Des vêtements neufs qui paraissent usés après les avoir portés seulement quelques fois, un téléphone qui paraît soudainement plus lent après une mise à jour, une laveuse vieille de deux ans nécessitant une réparation coûtant près de la moitié du prix d’un appareil neuf. Toutes ces situations tendent à être associées à des cas d’obsolescence programmée. Si on peut relever plusieurs cas anecdotiques que l’on associe couramment à cette expression, on peut également définir l’obsolescence programmée plus formellement comme « une stratégie de design industriel qui vise à concevoir des produits ayant une durée de vie utile limitée de manière à ce que le produit devienne obsolète, démodé ou non-fonctionnel après un certain temps ».[1] On comprend bien que l’objectif de cette pratique est de générer des profits supplémentaires en incitant à remplacer ses biens plus souvent.

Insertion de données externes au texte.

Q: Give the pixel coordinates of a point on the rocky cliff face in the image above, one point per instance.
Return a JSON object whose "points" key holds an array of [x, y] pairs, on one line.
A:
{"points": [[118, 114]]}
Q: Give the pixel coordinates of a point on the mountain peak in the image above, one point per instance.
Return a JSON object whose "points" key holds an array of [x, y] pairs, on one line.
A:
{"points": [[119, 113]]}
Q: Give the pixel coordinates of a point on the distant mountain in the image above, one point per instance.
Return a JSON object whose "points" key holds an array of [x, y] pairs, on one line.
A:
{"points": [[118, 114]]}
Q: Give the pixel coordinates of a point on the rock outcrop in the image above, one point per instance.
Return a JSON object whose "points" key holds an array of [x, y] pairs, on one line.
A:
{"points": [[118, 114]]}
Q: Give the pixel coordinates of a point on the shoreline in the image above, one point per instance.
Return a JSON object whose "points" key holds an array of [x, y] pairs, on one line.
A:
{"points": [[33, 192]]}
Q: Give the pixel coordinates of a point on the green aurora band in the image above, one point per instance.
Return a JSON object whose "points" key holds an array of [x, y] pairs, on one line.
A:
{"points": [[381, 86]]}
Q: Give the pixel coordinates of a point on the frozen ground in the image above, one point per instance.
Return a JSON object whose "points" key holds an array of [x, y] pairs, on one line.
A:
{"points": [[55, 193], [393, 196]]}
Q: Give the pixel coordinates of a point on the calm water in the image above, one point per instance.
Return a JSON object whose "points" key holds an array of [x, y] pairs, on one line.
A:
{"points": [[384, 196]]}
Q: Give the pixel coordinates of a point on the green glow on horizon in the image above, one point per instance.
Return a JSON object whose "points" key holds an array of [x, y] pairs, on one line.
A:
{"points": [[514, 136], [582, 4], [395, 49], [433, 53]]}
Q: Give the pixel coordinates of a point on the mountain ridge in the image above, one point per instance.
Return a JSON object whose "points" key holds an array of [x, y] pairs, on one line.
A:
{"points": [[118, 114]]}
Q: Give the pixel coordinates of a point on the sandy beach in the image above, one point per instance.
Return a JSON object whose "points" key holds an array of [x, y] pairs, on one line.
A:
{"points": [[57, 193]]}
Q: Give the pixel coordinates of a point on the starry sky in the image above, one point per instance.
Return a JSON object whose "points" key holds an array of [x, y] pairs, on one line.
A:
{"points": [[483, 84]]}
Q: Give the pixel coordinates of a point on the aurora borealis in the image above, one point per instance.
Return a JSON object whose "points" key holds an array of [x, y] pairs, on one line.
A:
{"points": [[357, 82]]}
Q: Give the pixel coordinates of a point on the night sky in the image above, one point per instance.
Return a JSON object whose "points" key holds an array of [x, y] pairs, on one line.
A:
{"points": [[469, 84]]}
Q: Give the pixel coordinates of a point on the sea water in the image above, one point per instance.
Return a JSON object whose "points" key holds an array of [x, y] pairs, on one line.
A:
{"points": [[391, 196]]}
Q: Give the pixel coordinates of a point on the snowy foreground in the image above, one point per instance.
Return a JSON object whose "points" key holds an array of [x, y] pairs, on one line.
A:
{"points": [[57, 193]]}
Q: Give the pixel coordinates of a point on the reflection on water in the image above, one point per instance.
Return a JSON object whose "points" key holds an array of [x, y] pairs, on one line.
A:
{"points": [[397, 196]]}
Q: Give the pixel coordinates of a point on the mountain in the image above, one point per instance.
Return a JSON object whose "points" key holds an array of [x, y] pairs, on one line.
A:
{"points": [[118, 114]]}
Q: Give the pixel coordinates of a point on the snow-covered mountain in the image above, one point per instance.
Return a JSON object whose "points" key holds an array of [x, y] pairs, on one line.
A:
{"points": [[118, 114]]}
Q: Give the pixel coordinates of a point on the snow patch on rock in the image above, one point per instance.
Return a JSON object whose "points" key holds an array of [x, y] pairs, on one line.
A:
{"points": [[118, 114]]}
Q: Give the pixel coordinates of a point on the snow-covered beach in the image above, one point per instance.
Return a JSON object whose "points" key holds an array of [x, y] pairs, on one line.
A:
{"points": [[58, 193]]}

L’obsolescence programmée comme problématique économique et environnementale

L’obsolescence programmée et le phénomène plus général des biens de consommation peu durables ont souvent été critiqués du point de vue économique. En tant qu’acheteur, il est à la fois coûteux et décourageant de devoir remplacer fréquemment des produits qui pourraient pourtant être conçus pour durer. Mais la durabilité des biens affecte plus que le portefeuille; le remplacement rapide de biens a aussi un impact environnemental notable. En fait, on peut voir l’obsolescence programmée comme une sorte de double gaspillage. D’un côté, nous sommes souvent encouragés à disposer d’un bien dont la majorité des composantes sont encore fonctionnelles et dont la production et la mise en marché sont généralement gourmandes en ressources. De l’autre, il est nécessaire de mobiliser encore davantage de ressources pour gérer la fin de vie des produits dont nous nous départissons.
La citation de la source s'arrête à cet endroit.